I weep for the terrified refugees fleeing the atrocities of war and trying to make a better life for their families who will now be more at risk than ever under his red-faced rule.
I weep for the victims of rape and for the LGBTQ community, who will continue to see their injustices mirrored on a national stage.
I weep for my beloved land and all of the creatures that inhabit it.
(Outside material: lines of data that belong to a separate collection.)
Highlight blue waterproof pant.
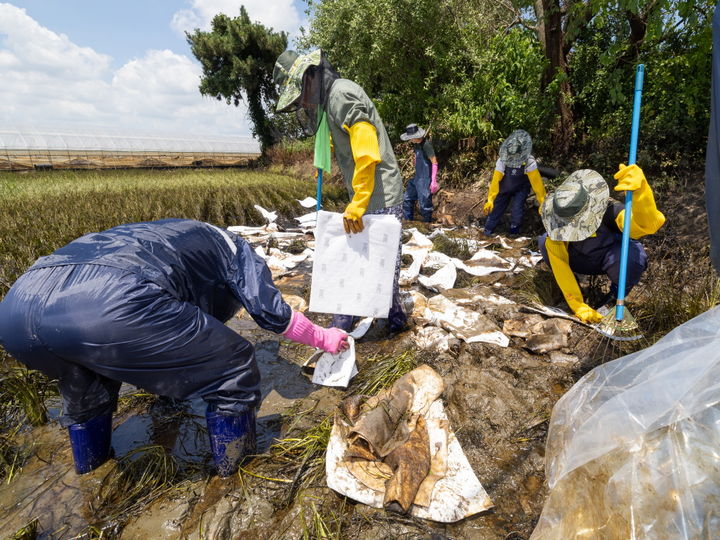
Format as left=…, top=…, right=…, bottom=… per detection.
left=403, top=175, right=433, bottom=222
left=537, top=233, right=648, bottom=294
left=0, top=264, right=260, bottom=426
left=484, top=184, right=531, bottom=234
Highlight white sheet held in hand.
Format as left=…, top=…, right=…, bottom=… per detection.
left=310, top=211, right=401, bottom=318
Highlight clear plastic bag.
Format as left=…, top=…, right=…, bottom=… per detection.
left=532, top=306, right=720, bottom=539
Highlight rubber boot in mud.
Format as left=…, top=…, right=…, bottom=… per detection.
left=331, top=314, right=357, bottom=332
left=206, top=407, right=257, bottom=477
left=388, top=290, right=408, bottom=334
left=68, top=412, right=113, bottom=474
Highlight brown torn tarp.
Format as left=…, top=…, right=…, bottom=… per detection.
left=326, top=365, right=493, bottom=522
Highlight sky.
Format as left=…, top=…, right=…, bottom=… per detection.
left=0, top=1, right=307, bottom=139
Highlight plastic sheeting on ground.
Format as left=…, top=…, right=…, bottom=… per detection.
left=326, top=365, right=493, bottom=522
left=409, top=291, right=509, bottom=347
left=310, top=211, right=401, bottom=318
left=531, top=306, right=720, bottom=540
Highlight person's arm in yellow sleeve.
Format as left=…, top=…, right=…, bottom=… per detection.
left=613, top=164, right=666, bottom=238
left=342, top=121, right=381, bottom=234
left=484, top=170, right=503, bottom=214
left=527, top=168, right=546, bottom=210
left=545, top=238, right=603, bottom=324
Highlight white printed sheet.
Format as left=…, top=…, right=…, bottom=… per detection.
left=309, top=211, right=401, bottom=318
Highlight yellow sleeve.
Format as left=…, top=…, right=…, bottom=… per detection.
left=615, top=179, right=666, bottom=239
left=343, top=121, right=380, bottom=220
left=487, top=169, right=503, bottom=205
left=527, top=168, right=546, bottom=206
left=545, top=239, right=585, bottom=313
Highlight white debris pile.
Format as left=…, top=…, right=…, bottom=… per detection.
left=229, top=206, right=545, bottom=350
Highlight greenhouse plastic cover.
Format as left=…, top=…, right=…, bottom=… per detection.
left=0, top=126, right=261, bottom=154
left=531, top=306, right=720, bottom=539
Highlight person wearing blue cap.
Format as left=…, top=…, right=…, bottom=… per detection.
left=0, top=219, right=348, bottom=477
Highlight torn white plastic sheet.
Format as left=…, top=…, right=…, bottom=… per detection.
left=415, top=326, right=453, bottom=353
left=295, top=211, right=317, bottom=225
left=308, top=317, right=373, bottom=387
left=426, top=295, right=509, bottom=347
left=311, top=337, right=358, bottom=388
left=296, top=197, right=317, bottom=208
left=418, top=262, right=457, bottom=291
left=326, top=399, right=493, bottom=522
left=253, top=204, right=278, bottom=224
left=310, top=211, right=401, bottom=318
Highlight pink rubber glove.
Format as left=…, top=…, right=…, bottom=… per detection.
left=282, top=311, right=348, bottom=354
left=430, top=162, right=439, bottom=194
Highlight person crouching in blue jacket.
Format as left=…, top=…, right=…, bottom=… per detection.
left=0, top=219, right=348, bottom=477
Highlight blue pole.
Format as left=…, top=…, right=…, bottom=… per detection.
left=616, top=64, right=644, bottom=321
left=316, top=169, right=323, bottom=212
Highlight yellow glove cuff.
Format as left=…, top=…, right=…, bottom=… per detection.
left=344, top=121, right=380, bottom=220
left=487, top=169, right=502, bottom=205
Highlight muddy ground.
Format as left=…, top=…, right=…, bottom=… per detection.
left=0, top=179, right=712, bottom=540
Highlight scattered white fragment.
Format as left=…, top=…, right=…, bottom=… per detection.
left=296, top=197, right=317, bottom=208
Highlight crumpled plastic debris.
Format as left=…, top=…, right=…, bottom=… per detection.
left=253, top=204, right=278, bottom=224
left=409, top=291, right=509, bottom=347
left=532, top=306, right=720, bottom=539
left=414, top=326, right=458, bottom=353
left=326, top=365, right=493, bottom=522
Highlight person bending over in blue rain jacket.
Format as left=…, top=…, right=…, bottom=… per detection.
left=0, top=219, right=348, bottom=477
left=401, top=123, right=439, bottom=223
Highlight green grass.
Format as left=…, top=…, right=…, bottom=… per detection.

Who will champion the public land, the fish of the Animas river, and the Scaup in the Boreal forests in the face of the Bundys, unparalleled pollution, and the whiff of potential oil sources?
I weep for my fellow women, especially those who fought so hard for the right to vote, to decide what to do with our bodies, and those who thought they’d lived to see the day we broke that glass ceiling once and for all.
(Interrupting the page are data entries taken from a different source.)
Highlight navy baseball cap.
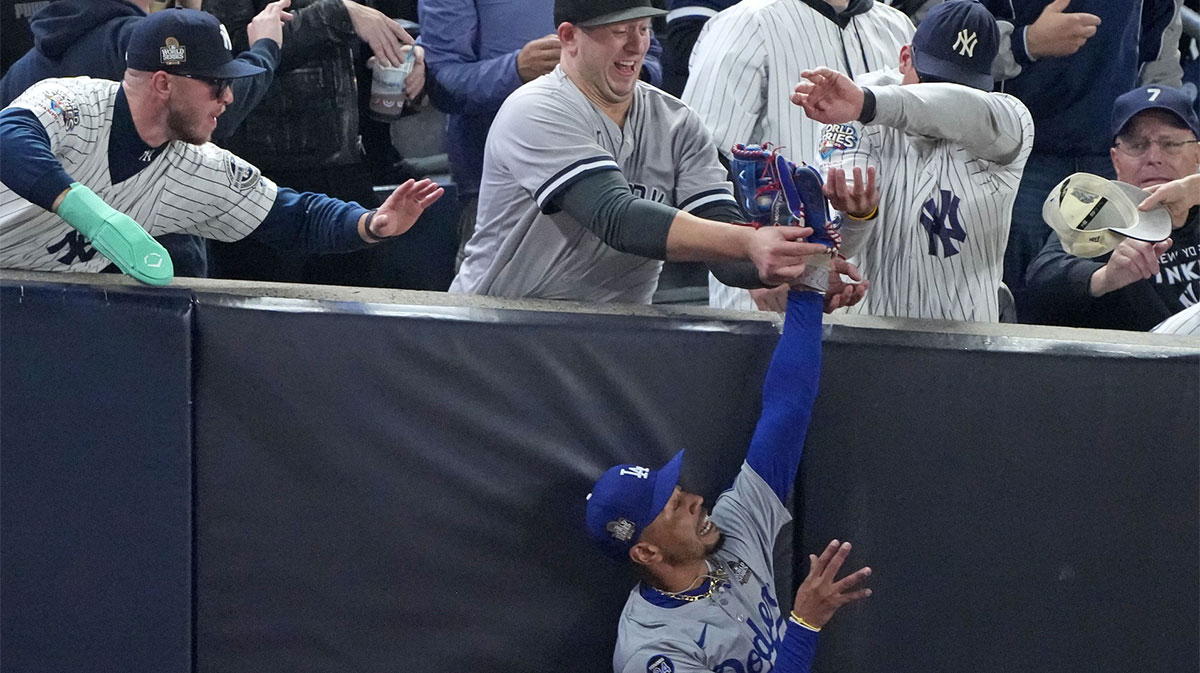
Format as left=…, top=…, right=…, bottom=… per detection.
left=585, top=449, right=684, bottom=561
left=555, top=0, right=666, bottom=28
left=1111, top=85, right=1200, bottom=142
left=126, top=8, right=263, bottom=79
left=910, top=0, right=998, bottom=91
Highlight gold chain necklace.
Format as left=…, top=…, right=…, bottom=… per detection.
left=651, top=564, right=729, bottom=603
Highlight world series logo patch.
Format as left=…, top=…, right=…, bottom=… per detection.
left=647, top=654, right=674, bottom=673
left=160, top=37, right=186, bottom=65
left=819, top=124, right=859, bottom=159
left=39, top=88, right=80, bottom=131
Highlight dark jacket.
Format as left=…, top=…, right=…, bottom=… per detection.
left=986, top=0, right=1179, bottom=158
left=0, top=0, right=279, bottom=141
left=204, top=0, right=362, bottom=172
left=1025, top=207, right=1200, bottom=331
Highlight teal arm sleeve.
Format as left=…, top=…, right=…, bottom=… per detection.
left=56, top=183, right=174, bottom=286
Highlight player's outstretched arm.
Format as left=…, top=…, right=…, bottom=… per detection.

I weep for the Obamas, who put their heart and soul into changing this country for the better with more poise and grace than any family before them, and who will now have to watch as it crumbles away.
And still I ask, how can I help?
How can I help make my community a safer, more respectful place for people who don’t look quite the same as our Commander in Chief?
How can I help defy the odds and rise through the mist of misogyny into a respected career?
How can I help to bring pride back to a country which has, overnight, stunned the rest of the world into disbelief and surely delivered us to a new level of mockery?
How can I help but to feel disdain and disgust for my fellow Americans?
But no. I will not let myself stoop to the level of pessimism and hate against which we’ve been fighting this whole time. I will choose love and hope and I will stand with anyone who feels marginalized by this election. We must maintain our optimism and choose to come together as a nation. In the words of Nikki Giovanni,
“we will prevail, we will prevail, we will prevail.”